PASCAGOULA, Miss. (AP) — A federal agency claims in a lawsuit filed this week that hundreds of people recruited in India to work for an oil rig construction company in Mississippi and Texas in the aftermath of Hurricane Katrina were forced into oppressive living arrangements and subjected to harsh language and discriminatory working conditions.

The Equal Employment Opportunity Commission filed the lawsuit Wednesday against Signal International LLC in U.S. District Court in Gulfport, Miss., alleging discrimination based on race and place of birth. The lawsuit seeks class action status for about 500 Indians who came to the United States on the H-2B guest worker program to take jobs as welders and pipefitters in Pascagoula, Miss., and Orange, Texas.

Signal International did not respond to messages left by The Associated Press seeking comment. In 2008, when Indian workers filed a lawsuit making similar allegations, the company called the accusations "baseless and unfounded." At that time, the company said federal officials had reviewed its employment practices and inspected its facilities and deemed them compliant with the law.
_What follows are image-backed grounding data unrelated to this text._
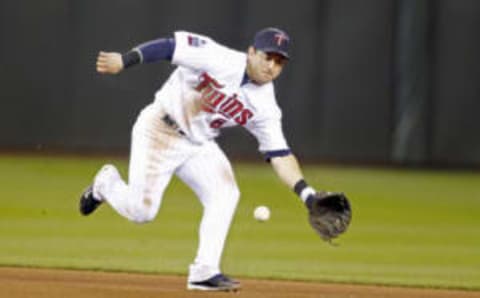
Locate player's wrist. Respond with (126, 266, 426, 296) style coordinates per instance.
(121, 49, 142, 69)
(293, 179, 316, 203)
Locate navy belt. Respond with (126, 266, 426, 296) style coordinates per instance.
(162, 114, 186, 136)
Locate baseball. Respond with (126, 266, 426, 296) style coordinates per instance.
(253, 205, 270, 222)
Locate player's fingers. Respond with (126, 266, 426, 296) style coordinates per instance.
(97, 62, 110, 68)
(96, 62, 107, 69)
(97, 66, 108, 73)
(97, 58, 108, 64)
(97, 52, 112, 61)
(97, 55, 108, 63)
(97, 64, 119, 74)
(97, 59, 113, 66)
(96, 61, 107, 69)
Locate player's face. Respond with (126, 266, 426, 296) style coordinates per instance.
(247, 47, 287, 85)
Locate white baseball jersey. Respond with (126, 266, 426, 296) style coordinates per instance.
(153, 31, 289, 153)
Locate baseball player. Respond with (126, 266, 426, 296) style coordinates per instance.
(79, 27, 351, 291)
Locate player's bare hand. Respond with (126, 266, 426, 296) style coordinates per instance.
(96, 51, 123, 74)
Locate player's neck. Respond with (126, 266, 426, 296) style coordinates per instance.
(241, 72, 251, 86)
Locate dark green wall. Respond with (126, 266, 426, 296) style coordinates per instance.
(1, 0, 479, 166)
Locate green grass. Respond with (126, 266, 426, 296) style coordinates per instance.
(0, 154, 479, 290)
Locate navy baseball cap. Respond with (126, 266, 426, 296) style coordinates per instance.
(253, 27, 290, 59)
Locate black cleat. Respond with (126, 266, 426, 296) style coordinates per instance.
(187, 273, 240, 291)
(79, 185, 102, 215)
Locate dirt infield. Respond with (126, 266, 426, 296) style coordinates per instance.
(1, 267, 479, 298)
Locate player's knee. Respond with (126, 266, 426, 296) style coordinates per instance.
(232, 186, 240, 203)
(127, 196, 158, 224)
(129, 208, 156, 224)
(225, 184, 240, 206)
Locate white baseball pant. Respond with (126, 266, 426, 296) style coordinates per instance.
(93, 104, 240, 279)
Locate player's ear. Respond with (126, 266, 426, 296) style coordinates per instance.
(247, 46, 256, 56)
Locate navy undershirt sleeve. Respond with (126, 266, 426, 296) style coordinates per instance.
(263, 149, 292, 162)
(136, 37, 176, 62)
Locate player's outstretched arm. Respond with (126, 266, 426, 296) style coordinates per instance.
(270, 154, 304, 190)
(96, 51, 124, 75)
(270, 154, 352, 242)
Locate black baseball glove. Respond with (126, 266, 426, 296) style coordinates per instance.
(305, 191, 352, 242)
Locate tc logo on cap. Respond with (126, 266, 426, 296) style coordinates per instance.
(253, 27, 291, 59)
(274, 32, 289, 46)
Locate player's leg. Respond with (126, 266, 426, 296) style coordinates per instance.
(92, 140, 170, 223)
(175, 141, 240, 290)
(81, 105, 187, 223)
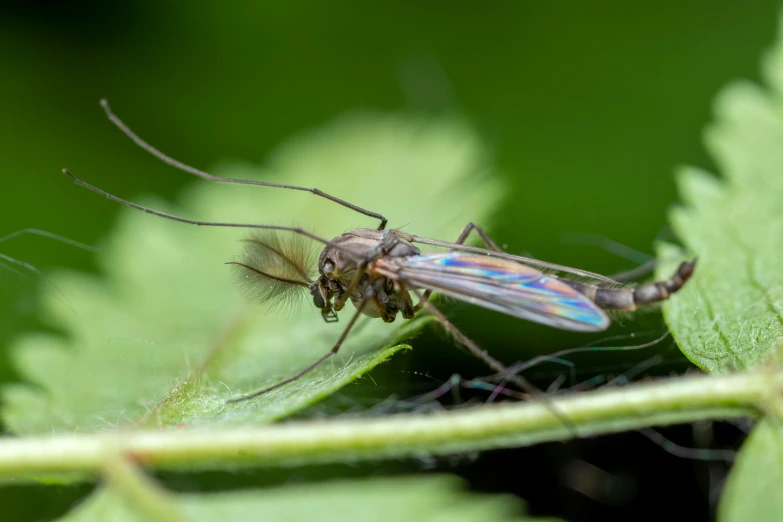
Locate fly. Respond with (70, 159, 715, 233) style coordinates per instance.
(62, 99, 697, 430)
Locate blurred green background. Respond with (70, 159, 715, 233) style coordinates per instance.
(0, 1, 778, 521)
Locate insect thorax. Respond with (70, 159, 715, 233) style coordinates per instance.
(310, 228, 420, 322)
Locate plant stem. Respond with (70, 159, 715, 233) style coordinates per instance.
(0, 368, 778, 479)
(102, 454, 185, 522)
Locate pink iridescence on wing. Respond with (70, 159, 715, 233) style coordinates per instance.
(373, 252, 609, 331)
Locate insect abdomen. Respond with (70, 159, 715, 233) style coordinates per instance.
(566, 259, 696, 312)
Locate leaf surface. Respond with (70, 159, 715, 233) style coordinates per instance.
(658, 15, 783, 373)
(717, 419, 783, 522)
(657, 14, 783, 521)
(59, 475, 561, 522)
(2, 113, 501, 434)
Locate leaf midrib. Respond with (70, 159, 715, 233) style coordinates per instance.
(136, 309, 249, 428)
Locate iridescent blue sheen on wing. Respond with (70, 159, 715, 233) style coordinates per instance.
(373, 252, 609, 332)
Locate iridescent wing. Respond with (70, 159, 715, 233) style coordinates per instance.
(373, 252, 610, 332)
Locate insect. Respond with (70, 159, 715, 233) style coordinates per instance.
(63, 99, 696, 426)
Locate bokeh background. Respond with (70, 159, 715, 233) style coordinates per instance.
(0, 1, 779, 521)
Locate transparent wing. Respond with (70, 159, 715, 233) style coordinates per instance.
(373, 252, 610, 332)
(409, 236, 620, 284)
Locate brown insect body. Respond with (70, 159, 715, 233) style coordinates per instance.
(565, 261, 696, 313)
(310, 228, 420, 323)
(63, 99, 699, 428)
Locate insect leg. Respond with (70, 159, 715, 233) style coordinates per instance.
(62, 169, 352, 254)
(0, 228, 100, 252)
(0, 229, 95, 277)
(567, 259, 697, 311)
(0, 253, 42, 277)
(404, 284, 578, 434)
(0, 229, 97, 313)
(100, 99, 387, 229)
(607, 259, 657, 283)
(408, 374, 527, 407)
(332, 261, 369, 312)
(398, 288, 418, 319)
(452, 222, 504, 252)
(225, 299, 368, 404)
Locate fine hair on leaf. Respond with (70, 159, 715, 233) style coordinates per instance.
(228, 229, 318, 311)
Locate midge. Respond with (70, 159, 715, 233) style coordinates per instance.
(63, 99, 696, 411)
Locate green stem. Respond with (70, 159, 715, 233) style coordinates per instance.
(0, 368, 778, 479)
(102, 454, 185, 522)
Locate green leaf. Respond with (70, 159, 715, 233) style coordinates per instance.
(2, 112, 501, 434)
(58, 474, 559, 522)
(658, 14, 783, 521)
(717, 419, 783, 522)
(657, 14, 783, 374)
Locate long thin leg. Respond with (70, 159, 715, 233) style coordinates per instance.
(608, 259, 657, 283)
(62, 169, 361, 259)
(0, 234, 88, 313)
(225, 300, 368, 404)
(408, 374, 466, 411)
(406, 285, 577, 434)
(100, 99, 387, 229)
(452, 222, 504, 252)
(0, 253, 42, 277)
(0, 253, 80, 314)
(332, 261, 369, 312)
(558, 232, 659, 283)
(0, 228, 100, 252)
(491, 330, 672, 390)
(408, 374, 528, 407)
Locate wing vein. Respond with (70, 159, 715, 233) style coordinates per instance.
(374, 253, 609, 332)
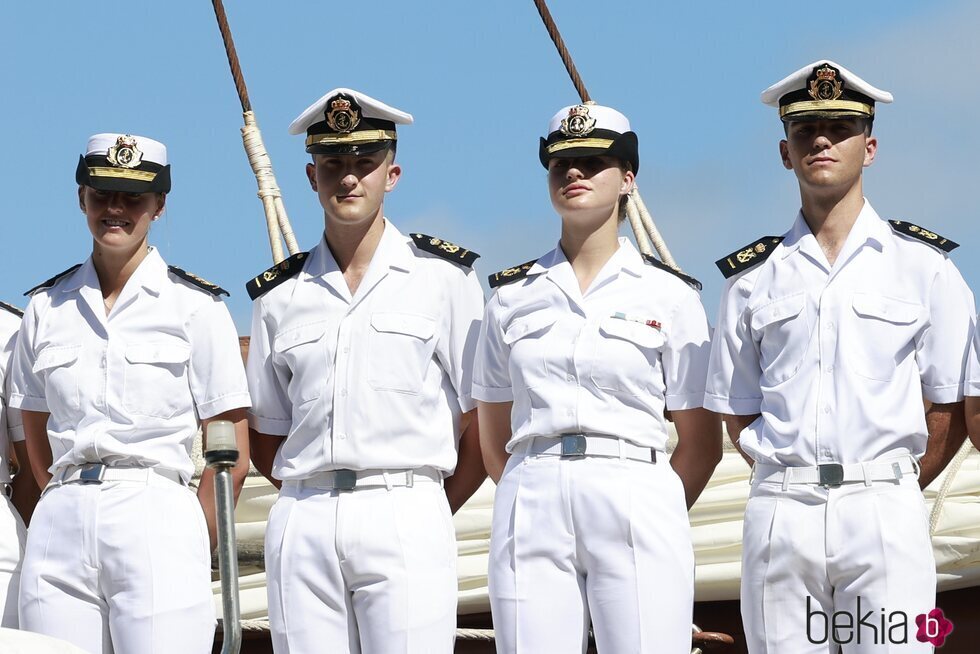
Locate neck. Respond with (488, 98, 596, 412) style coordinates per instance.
(799, 178, 865, 239)
(324, 212, 386, 273)
(92, 241, 149, 297)
(559, 209, 621, 292)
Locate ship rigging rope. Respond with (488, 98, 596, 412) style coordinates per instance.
(530, 0, 681, 271)
(210, 0, 299, 263)
(929, 439, 972, 537)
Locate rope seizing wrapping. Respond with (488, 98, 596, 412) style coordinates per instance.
(241, 111, 299, 260)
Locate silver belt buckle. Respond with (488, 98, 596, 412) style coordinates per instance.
(78, 463, 106, 484)
(560, 434, 588, 457)
(818, 463, 844, 487)
(333, 469, 357, 491)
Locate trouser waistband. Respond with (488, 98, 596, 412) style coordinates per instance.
(284, 466, 444, 492)
(49, 463, 185, 488)
(516, 434, 660, 464)
(753, 455, 919, 489)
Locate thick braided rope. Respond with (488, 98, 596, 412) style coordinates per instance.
(624, 193, 653, 256)
(929, 439, 972, 536)
(531, 0, 591, 103)
(237, 619, 495, 641)
(242, 111, 299, 259)
(630, 187, 678, 270)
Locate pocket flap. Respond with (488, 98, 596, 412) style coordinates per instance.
(502, 312, 556, 345)
(125, 342, 191, 365)
(851, 294, 922, 325)
(273, 322, 328, 353)
(33, 344, 81, 372)
(370, 312, 436, 340)
(750, 293, 806, 331)
(599, 317, 665, 349)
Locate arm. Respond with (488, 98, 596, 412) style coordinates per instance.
(10, 441, 39, 524)
(21, 410, 52, 488)
(198, 408, 250, 552)
(968, 396, 980, 452)
(477, 400, 513, 484)
(669, 407, 722, 509)
(249, 428, 283, 489)
(444, 408, 486, 513)
(723, 414, 761, 468)
(918, 401, 967, 489)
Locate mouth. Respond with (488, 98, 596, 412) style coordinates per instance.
(809, 156, 836, 165)
(563, 184, 590, 197)
(102, 219, 129, 228)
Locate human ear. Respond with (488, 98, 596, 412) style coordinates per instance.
(779, 140, 792, 170)
(620, 169, 636, 195)
(385, 163, 402, 192)
(863, 136, 878, 168)
(306, 162, 317, 191)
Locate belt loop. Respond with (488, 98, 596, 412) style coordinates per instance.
(862, 462, 873, 487)
(910, 456, 921, 479)
(891, 461, 902, 482)
(382, 471, 393, 491)
(781, 468, 790, 492)
(406, 469, 415, 488)
(618, 439, 626, 461)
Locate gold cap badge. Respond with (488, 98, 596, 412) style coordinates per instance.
(106, 135, 143, 169)
(560, 104, 597, 137)
(808, 64, 844, 102)
(325, 96, 361, 133)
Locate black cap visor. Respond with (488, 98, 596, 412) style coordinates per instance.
(539, 130, 639, 173)
(76, 155, 171, 194)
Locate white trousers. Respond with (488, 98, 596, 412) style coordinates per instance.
(489, 453, 694, 654)
(265, 481, 457, 654)
(19, 479, 215, 654)
(0, 494, 26, 628)
(741, 475, 936, 653)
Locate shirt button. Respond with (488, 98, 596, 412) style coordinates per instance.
(338, 433, 347, 440)
(826, 322, 835, 330)
(566, 409, 574, 416)
(340, 388, 348, 397)
(343, 346, 350, 354)
(566, 374, 574, 382)
(825, 366, 834, 373)
(824, 406, 832, 414)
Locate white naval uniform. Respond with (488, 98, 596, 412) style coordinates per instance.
(0, 308, 27, 628)
(8, 248, 251, 654)
(246, 221, 484, 654)
(473, 239, 711, 654)
(705, 202, 976, 654)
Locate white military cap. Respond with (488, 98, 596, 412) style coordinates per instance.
(539, 102, 639, 172)
(761, 60, 893, 122)
(76, 133, 171, 193)
(289, 87, 413, 155)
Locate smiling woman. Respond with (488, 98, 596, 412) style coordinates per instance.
(6, 133, 252, 653)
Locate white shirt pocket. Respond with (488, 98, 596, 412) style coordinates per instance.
(846, 293, 923, 381)
(33, 344, 82, 412)
(502, 311, 557, 390)
(368, 312, 437, 394)
(272, 322, 330, 405)
(124, 340, 192, 419)
(590, 317, 665, 396)
(750, 293, 809, 385)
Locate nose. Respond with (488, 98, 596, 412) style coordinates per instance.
(565, 164, 584, 181)
(106, 192, 126, 213)
(340, 171, 358, 189)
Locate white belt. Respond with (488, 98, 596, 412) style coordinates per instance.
(51, 463, 184, 487)
(285, 466, 444, 492)
(753, 456, 919, 489)
(518, 434, 659, 464)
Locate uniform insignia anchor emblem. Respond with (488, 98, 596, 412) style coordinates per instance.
(106, 135, 143, 169)
(809, 64, 844, 102)
(326, 96, 361, 133)
(560, 104, 597, 137)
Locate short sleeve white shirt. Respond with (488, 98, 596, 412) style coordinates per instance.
(246, 221, 485, 481)
(0, 308, 23, 483)
(473, 238, 712, 452)
(705, 201, 976, 466)
(8, 248, 251, 483)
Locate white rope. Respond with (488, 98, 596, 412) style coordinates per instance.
(929, 439, 972, 536)
(630, 187, 678, 270)
(624, 193, 653, 256)
(234, 619, 496, 641)
(241, 111, 299, 262)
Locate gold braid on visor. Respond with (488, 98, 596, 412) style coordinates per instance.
(88, 167, 158, 182)
(306, 129, 397, 147)
(780, 100, 874, 118)
(546, 138, 615, 154)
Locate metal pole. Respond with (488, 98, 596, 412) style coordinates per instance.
(205, 421, 242, 654)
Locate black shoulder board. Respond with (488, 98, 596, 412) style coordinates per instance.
(410, 233, 480, 268)
(24, 263, 82, 297)
(488, 259, 538, 289)
(246, 251, 309, 301)
(168, 266, 229, 297)
(0, 301, 23, 318)
(641, 254, 702, 291)
(888, 220, 958, 253)
(715, 236, 784, 279)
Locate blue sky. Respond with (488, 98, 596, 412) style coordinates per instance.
(2, 1, 976, 331)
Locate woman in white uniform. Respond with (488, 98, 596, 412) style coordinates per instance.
(473, 104, 722, 653)
(8, 133, 252, 653)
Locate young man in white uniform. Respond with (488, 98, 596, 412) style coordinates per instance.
(0, 302, 34, 628)
(246, 89, 486, 654)
(706, 61, 975, 653)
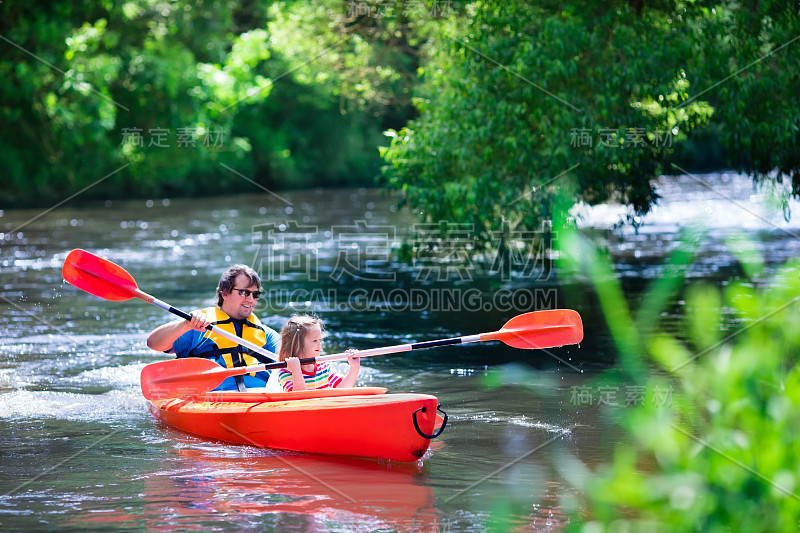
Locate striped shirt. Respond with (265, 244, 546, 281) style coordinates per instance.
(277, 361, 343, 392)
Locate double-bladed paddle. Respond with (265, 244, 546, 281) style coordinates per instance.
(139, 309, 583, 399)
(62, 248, 278, 362)
(61, 248, 583, 401)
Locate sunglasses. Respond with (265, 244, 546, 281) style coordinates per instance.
(232, 288, 262, 299)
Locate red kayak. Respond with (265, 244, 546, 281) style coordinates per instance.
(147, 387, 447, 462)
(62, 250, 578, 462)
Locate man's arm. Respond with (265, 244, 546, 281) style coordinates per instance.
(146, 310, 211, 352)
(263, 327, 281, 361)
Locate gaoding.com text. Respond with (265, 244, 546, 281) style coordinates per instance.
(259, 287, 558, 313)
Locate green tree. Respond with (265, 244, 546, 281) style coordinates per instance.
(252, 0, 461, 189)
(381, 0, 799, 240)
(1, 0, 263, 206)
(1, 1, 115, 204)
(1, 0, 450, 207)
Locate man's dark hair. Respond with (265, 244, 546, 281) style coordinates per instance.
(216, 265, 262, 306)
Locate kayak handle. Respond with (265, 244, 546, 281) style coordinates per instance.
(412, 404, 448, 439)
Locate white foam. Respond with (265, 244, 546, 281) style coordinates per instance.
(71, 363, 145, 388)
(508, 416, 572, 435)
(0, 389, 147, 422)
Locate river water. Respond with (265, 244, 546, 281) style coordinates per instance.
(1, 172, 799, 531)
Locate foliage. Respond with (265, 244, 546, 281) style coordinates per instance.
(381, 0, 800, 240)
(1, 0, 451, 207)
(235, 0, 460, 190)
(5, 0, 796, 212)
(554, 221, 800, 531)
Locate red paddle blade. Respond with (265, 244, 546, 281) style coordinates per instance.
(62, 249, 139, 301)
(140, 358, 227, 400)
(483, 309, 583, 349)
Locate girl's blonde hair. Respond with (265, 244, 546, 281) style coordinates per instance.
(279, 314, 325, 361)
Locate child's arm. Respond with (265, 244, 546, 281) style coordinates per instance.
(335, 350, 360, 388)
(286, 357, 308, 391)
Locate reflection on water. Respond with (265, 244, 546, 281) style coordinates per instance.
(2, 174, 799, 530)
(64, 445, 439, 532)
(573, 171, 800, 279)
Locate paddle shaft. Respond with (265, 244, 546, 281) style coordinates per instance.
(132, 287, 278, 362)
(197, 323, 575, 381)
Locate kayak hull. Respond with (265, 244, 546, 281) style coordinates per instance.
(147, 387, 442, 462)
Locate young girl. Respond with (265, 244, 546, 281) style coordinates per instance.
(277, 314, 360, 392)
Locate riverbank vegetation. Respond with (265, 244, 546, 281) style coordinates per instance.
(382, 0, 800, 238)
(479, 205, 800, 529)
(558, 224, 800, 531)
(3, 0, 798, 228)
(1, 0, 441, 206)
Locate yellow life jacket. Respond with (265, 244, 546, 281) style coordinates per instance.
(197, 306, 271, 375)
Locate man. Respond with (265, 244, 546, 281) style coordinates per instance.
(147, 265, 280, 391)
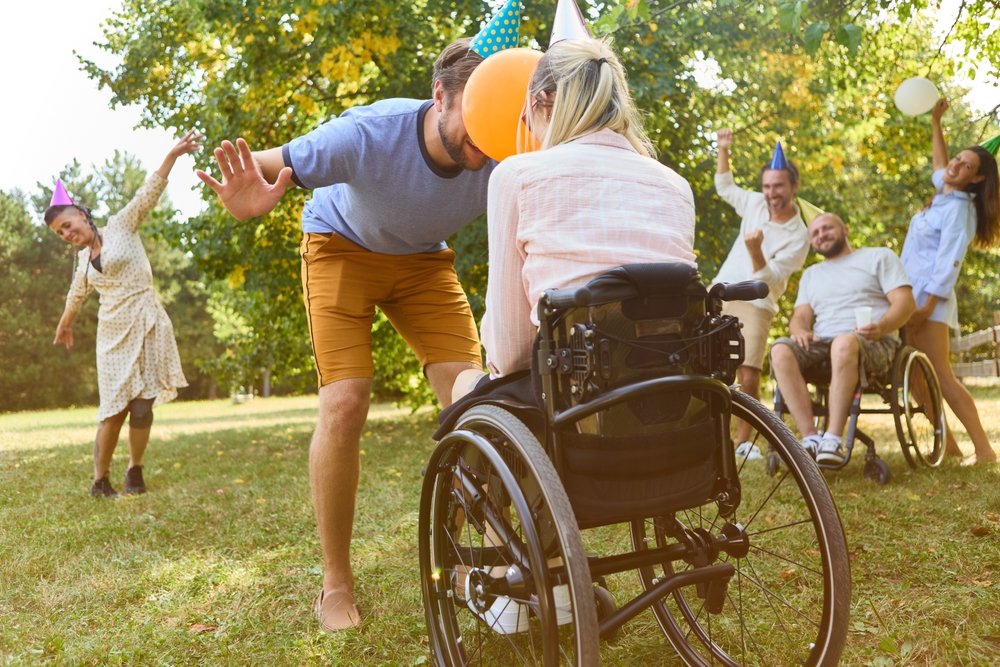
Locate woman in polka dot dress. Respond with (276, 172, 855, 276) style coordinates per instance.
(47, 131, 203, 498)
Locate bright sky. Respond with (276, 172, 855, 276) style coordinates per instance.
(1, 0, 997, 224)
(0, 0, 204, 220)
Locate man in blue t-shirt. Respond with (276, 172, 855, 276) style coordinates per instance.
(198, 38, 492, 632)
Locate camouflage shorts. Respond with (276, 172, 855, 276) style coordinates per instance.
(770, 334, 900, 386)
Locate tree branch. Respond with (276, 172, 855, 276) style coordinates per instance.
(927, 0, 966, 73)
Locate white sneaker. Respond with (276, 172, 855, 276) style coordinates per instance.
(466, 570, 530, 634)
(816, 436, 846, 465)
(465, 569, 572, 634)
(735, 441, 763, 461)
(800, 434, 822, 460)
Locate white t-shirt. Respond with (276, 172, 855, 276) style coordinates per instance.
(795, 247, 911, 339)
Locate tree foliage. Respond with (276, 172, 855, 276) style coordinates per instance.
(81, 0, 1000, 406)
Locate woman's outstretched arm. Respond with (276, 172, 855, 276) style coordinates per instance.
(115, 131, 204, 233)
(931, 98, 949, 172)
(156, 130, 204, 180)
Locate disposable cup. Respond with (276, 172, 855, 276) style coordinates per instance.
(854, 306, 872, 328)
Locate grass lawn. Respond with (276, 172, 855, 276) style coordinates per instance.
(1, 389, 999, 666)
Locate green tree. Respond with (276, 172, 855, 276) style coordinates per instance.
(0, 188, 99, 411)
(82, 0, 998, 407)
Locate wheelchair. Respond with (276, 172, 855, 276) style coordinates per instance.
(419, 264, 851, 666)
(771, 332, 946, 485)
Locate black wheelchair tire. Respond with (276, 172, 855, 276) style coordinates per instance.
(419, 405, 600, 667)
(891, 346, 946, 469)
(864, 457, 892, 485)
(630, 391, 851, 667)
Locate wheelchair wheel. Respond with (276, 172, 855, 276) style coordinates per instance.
(419, 405, 599, 667)
(891, 346, 946, 468)
(630, 391, 851, 667)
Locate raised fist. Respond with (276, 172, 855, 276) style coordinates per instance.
(717, 128, 734, 150)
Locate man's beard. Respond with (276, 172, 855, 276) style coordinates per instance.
(767, 196, 787, 211)
(816, 236, 847, 258)
(438, 113, 486, 172)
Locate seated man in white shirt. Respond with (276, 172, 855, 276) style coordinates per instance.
(770, 213, 916, 464)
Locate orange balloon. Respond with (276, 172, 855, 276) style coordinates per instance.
(462, 48, 543, 162)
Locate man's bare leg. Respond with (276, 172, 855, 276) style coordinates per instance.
(735, 365, 762, 444)
(426, 361, 483, 408)
(312, 378, 371, 610)
(826, 334, 860, 438)
(770, 344, 819, 438)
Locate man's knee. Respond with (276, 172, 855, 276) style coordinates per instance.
(317, 380, 371, 433)
(128, 398, 154, 429)
(769, 342, 797, 371)
(830, 334, 859, 364)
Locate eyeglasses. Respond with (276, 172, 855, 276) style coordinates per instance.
(521, 92, 555, 125)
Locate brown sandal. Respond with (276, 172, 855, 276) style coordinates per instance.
(315, 590, 360, 632)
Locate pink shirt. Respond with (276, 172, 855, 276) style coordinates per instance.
(481, 129, 698, 377)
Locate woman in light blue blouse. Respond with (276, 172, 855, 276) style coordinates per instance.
(901, 98, 1000, 465)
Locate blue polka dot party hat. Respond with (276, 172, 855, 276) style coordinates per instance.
(470, 0, 521, 58)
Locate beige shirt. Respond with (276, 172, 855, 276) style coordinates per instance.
(481, 129, 697, 378)
(65, 173, 187, 420)
(712, 171, 810, 314)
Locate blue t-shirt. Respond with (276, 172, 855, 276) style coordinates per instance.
(283, 98, 495, 255)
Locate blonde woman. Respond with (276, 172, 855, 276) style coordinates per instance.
(452, 38, 696, 397)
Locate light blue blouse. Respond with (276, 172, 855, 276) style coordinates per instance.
(900, 169, 978, 329)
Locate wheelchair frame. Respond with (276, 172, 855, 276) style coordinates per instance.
(771, 336, 946, 484)
(420, 265, 851, 667)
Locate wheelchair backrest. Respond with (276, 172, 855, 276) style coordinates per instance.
(542, 264, 744, 435)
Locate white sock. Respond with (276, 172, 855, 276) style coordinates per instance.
(821, 433, 843, 445)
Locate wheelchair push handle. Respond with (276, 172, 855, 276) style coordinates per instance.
(544, 286, 593, 310)
(715, 280, 769, 302)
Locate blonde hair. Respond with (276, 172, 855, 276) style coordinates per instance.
(519, 38, 655, 158)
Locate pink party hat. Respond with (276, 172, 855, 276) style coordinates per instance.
(550, 0, 591, 46)
(50, 179, 74, 207)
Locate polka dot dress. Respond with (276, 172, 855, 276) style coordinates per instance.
(65, 173, 188, 422)
(470, 0, 521, 57)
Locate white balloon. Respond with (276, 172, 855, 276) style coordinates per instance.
(894, 77, 940, 116)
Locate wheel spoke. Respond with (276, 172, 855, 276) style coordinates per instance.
(736, 557, 821, 630)
(747, 543, 823, 577)
(743, 557, 806, 663)
(747, 518, 815, 538)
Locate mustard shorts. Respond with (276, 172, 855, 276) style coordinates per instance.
(300, 233, 483, 387)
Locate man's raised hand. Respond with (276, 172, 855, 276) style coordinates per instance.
(717, 128, 734, 150)
(196, 138, 293, 221)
The 20-page EEOC lawsuit filed this week claims the agency uncovered numerous discriminatory practices. The lawsuit said Signal International forced as many 24 workers to sleep in bunks in unsanitary, one-room trailers in camps set up in industrial areas. The camps "were enclosed by fences and accessible only through a single, guarded entrance" where the workers were sometimes searched, the lawsuit said.